New Delhi: A local court is likely to deliver on Sunday its verdict on the quantum of sentence against 15 people, convicted for burning alive a 70-year-old Dalit man and his physically-challenged daughter at Mirchpur village in Haryana`s Hissar district last year.
"Case be listed for orders on sentence on October 31," Additional Sessions Judge Kamini Lau had said after hearing the arguments on sentence from the prosecution as well as the defence counsel.
The judge had also asked for a report of the probation officer of Hissar regarding seven of the 15 convicts, who were first-time offenders, after the defence counsel had said they
would be entitled for the benefit of the Probation of Offenders Act as they were not booked under provisions of the SC/ST (Prevention of Atrocities) Act.
The court had earlier acquitted 82 out of 97 accused in the case saying the allegations levelled against them were not proved beyond reasonable doubt.
The 15 convicts, belonging to Jat community, were held guilty for setting ablaze victim Tara Chand`s house, which caused the deaths on April 21. The incident took place after a dispute between Jat and Dalit community of the village.
The court had convicted Kulwinder, Ramphal and Rajender on charges of committing unintentional killing under Section 304 of the IPC. The trio might get life-term, which is the maximum sentence for the offence.
Besides these three, 12 others were convicted on milder charges of arson, rioting and making unlawful assembly.

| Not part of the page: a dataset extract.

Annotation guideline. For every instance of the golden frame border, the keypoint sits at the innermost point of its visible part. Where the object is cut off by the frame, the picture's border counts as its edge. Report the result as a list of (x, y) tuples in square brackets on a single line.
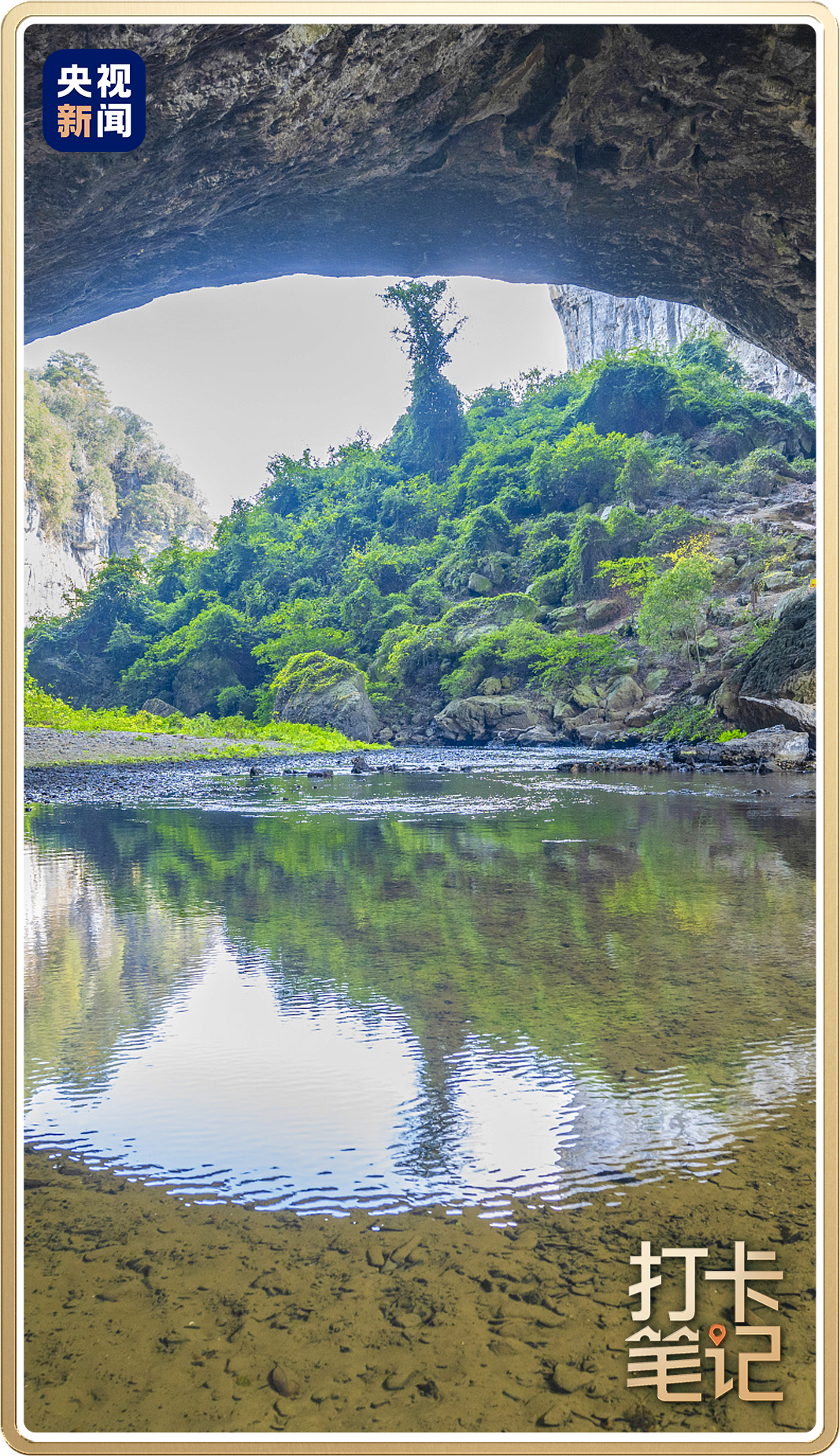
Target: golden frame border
[(824, 18)]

Six of them -- Monu, Baljeet, Karamveer, Karampal,
Dharambir and Bobal -- were convicted for setting ablaze the houses of Dalits.

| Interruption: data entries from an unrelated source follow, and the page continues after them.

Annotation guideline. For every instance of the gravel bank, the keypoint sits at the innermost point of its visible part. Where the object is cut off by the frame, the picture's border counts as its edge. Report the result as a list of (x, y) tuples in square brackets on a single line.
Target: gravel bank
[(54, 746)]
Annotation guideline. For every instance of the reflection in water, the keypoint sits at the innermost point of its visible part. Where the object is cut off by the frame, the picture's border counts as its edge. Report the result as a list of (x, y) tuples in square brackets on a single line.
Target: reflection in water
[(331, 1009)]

Another six persons were held guilty for rioting, unlawful assembly and causing damages to properties by stone-pelting.
The court had convicted the 15 accused after examining 68 prosecution witnesses, 44 defence witnesses and one court witness.
The accused were tried under various IPC sections dealing with murder, rioting, making unlawful assembly, promoting enmity between different communities, physical assault, creating mischief and damaging public property.
The accused resorted to rioting and attacked the houses of people of Dalit community on April 21 as a pet dog of a Dalit had barked at a group of Jats two days ago when they were passing through the colony, according to the charge sheet.
They got enraged when a Dalit boy objected to hurling of stones by Jat youths at the dog, it said, adding that later it led to the killings of Tara Chand and his physically-challenged teenage daughter.